Dad picked up the language OK. He went to study law at Monash, but even though he got some help, we struggled financially. So he gave up his dream of being a lawyer again, and he and my mum had to take jobs like cutting asparagus in the field. But later he became a pastor, a marriage celebrant, and a justice of the peace. He’s also the secretary of the Romanian Christian community in Perth, and has helped heaps of immigrants who have come to Australia, so he’s actually kind of like an unpaid lawyer!

I had a few struggles. I always felt I wasn’t really Australian but I wasn’t really Romanian either. Then, on my 14th birthday, we moved to Perth for Dad’s work. I was not a happy child. I was very upset to be moving again, away from my friends. After that, I became rebellious, and got into the wrong crowd, making some bad choices.

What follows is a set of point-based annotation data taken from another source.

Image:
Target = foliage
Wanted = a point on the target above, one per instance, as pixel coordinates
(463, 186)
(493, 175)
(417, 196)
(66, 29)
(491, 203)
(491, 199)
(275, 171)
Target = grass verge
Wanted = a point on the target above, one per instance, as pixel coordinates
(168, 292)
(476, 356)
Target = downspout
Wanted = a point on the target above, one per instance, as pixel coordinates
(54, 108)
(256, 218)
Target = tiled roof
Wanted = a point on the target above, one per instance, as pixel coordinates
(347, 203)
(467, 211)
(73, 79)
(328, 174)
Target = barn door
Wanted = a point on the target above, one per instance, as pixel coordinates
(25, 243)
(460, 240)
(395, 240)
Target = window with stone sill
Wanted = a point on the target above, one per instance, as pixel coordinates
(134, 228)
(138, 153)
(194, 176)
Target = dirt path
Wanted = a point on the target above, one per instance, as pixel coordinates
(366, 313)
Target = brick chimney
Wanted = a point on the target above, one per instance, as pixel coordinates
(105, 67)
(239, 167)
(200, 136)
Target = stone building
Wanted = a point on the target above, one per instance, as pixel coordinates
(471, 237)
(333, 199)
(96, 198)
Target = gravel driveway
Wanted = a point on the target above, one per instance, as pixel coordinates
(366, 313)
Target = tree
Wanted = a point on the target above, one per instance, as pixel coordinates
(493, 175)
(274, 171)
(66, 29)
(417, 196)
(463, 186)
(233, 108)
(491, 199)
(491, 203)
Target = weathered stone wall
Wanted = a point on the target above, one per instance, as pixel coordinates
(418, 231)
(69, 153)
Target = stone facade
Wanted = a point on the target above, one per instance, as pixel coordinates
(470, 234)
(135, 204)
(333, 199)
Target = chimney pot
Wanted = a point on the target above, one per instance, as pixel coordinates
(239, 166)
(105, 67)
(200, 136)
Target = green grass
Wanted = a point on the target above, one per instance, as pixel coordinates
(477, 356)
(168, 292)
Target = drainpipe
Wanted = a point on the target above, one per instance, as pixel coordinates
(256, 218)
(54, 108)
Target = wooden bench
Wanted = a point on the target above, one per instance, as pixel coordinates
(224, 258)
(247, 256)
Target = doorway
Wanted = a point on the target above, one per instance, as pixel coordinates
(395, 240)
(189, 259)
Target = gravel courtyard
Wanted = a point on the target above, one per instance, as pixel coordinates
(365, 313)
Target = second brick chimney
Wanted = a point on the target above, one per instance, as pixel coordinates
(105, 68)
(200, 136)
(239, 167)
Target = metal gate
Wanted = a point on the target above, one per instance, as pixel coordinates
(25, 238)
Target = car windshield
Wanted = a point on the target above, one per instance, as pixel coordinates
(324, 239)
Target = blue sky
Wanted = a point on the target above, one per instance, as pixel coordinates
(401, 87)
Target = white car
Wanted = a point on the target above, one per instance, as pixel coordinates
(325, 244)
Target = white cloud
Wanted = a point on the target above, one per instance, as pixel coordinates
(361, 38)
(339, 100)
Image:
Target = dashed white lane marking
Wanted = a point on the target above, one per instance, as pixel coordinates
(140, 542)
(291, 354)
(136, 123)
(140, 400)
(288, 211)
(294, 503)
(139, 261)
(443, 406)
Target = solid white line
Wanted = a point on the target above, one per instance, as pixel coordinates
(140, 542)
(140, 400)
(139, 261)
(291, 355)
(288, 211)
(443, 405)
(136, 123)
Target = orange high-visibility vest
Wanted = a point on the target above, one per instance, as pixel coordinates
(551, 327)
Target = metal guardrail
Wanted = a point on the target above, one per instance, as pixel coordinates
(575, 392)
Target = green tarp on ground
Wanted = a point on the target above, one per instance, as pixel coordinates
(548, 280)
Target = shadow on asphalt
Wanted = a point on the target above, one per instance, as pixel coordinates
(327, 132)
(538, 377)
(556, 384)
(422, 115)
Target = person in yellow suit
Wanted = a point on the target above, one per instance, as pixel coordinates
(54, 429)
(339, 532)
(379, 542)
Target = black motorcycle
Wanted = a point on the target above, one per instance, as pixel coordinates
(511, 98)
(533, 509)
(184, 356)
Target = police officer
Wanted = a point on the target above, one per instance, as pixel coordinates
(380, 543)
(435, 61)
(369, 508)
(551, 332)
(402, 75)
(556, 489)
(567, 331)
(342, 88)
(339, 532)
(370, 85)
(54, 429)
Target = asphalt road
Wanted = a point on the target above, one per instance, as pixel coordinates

But I ended up meeting a lovely Australian boy at my 18th birthday party, who later became my husband. He was 7 years older than me, which worried my parents at first, but they loved him when they met him.

I worked as a salesperson and then as a dental nurse, but finally I found my passion when I became a flight attendant 13 years ago. I absolutely love it. I love what it represents. I love meeting different people on the plane, and I love assisting new staff. This weekend, I’m receiving an award in Adelaide for doing exceptional work. It’s a huge honour, and I’m completely stoked!

In 1992, my family went back to visit Romania, and saw the bullet holes in the walls of our old apartment building from the time of the revolution. A lot of people they knew lost their lives in that time. For me, seeing those bullet holes was a confirmation that my parents had done the right thing. I’ve been an active member of a church serving weekly for 14 years, and I’m so grateful that I can be who I want to be in this country and follow my faith boldly.

It’s been a massive journey for my parents, and it’s only now that I’m 36 years old that I realise what they did by risking their lives for my basic freedoms.